State v. Burns

651 So. 2d 717 (1995)

STATE of Florida, Petitioner,
v.
Ronald Paul BURNS, Respondent.

No. 94-03105.

District Court of Appeal of Florida, Second District.

February 10, 1995.

Robert A. Butterworth, Atty. Gen., Tallahassee, and Patricia E. Davenport, Asst. Atty. Gen., Tampa, for petitioner.
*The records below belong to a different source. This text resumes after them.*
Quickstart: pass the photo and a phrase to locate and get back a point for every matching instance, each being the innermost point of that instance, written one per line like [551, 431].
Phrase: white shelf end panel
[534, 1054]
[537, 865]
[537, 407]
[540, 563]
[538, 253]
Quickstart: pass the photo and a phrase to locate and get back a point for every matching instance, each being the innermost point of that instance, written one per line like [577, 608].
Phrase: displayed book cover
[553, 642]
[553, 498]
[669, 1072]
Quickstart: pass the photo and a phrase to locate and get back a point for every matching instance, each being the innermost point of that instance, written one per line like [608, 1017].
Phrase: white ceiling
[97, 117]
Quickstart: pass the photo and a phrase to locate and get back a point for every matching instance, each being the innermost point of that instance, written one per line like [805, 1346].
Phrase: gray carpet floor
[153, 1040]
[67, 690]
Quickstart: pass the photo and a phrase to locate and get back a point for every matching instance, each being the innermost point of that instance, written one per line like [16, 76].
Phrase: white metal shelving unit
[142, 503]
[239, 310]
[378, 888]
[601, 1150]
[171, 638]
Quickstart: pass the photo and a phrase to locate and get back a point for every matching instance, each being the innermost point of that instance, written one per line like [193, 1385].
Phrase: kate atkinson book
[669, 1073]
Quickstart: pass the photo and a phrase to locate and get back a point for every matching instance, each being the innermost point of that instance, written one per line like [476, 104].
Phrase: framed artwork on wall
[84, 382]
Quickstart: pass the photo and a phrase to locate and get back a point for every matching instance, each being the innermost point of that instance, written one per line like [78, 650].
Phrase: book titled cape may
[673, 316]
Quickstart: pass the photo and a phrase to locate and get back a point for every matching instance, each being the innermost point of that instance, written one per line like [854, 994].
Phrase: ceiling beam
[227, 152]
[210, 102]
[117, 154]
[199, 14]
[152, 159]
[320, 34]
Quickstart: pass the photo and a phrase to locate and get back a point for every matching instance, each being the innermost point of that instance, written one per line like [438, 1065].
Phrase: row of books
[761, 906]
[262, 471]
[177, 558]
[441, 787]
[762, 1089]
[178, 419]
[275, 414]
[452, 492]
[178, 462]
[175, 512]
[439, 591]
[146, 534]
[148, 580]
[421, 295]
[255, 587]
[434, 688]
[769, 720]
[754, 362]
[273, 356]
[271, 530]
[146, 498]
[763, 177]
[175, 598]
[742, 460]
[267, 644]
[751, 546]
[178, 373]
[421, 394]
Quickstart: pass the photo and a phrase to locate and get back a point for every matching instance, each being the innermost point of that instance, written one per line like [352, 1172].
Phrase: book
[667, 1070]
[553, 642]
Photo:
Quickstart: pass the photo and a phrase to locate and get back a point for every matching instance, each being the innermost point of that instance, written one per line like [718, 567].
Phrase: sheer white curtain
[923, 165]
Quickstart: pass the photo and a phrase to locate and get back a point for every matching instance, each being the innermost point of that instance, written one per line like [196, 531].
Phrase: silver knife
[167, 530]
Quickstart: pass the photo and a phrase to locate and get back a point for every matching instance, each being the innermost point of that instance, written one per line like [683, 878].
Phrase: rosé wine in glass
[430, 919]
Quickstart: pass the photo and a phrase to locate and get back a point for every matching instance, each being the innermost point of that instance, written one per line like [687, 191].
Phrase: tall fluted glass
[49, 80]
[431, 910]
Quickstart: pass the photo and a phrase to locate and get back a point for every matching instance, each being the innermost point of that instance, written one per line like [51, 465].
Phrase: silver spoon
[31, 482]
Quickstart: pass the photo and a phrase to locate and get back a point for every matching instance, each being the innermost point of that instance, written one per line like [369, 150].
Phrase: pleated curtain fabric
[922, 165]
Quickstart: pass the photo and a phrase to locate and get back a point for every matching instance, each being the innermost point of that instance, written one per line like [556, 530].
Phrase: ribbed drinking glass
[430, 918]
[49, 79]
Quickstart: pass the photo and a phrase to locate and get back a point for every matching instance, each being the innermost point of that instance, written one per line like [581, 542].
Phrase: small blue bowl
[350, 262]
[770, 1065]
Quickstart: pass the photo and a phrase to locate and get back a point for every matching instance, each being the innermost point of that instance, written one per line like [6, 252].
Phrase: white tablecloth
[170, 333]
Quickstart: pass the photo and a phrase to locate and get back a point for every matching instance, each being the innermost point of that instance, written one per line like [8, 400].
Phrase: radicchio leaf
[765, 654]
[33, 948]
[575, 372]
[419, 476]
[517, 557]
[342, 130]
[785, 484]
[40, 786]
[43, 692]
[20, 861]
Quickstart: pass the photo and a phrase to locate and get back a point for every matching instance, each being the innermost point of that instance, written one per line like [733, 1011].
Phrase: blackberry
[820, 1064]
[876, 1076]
William B. Plowman, Tampa, for respondent.

PER CURIAM.

The State of Florida has petitioned this court for a writ of certiorari. Specifically, the state asks this court to quash an order compelling the state to either disclose the name and address of a confidential informant or make that individual available for a deposition. We have jurisdiction pursuant to Florida Rule of Appellate Procedure 9.030(b)(2)(A). For the reasons expressed below, we grant the state's petition, issue the writ of certiorari and quash the order with instructions that the motion be reconsidered in light of this court's opinions in State v. Mashke, 577 So. 2d 610 (Fla. 2d DCA 1991); State v. Davila, 570 So. 2d 1035 (Fla. 2d DCA 1990); State v. Carnegie, 472 So. 2d 1329 (Fla. *718 2d DCA 1985); Munford v. State, 343 So. 2d 67 (Fla. 2d DCA 1977).

The state argued that the state court departed from the essential requirements of law, first by overlooking the fact that the respondent, who is the defendant in the criminal action below, failed to meet his burden of demonstrating through sworn proof the necessity of disclosure. This court has previously held that a defendant must not only allege the specific defense sought to be proved, but also support that defense with sworn proof before the state can be compelled to disclose the identity of a confidential informant. See Mashke, 577 So.2d at 612.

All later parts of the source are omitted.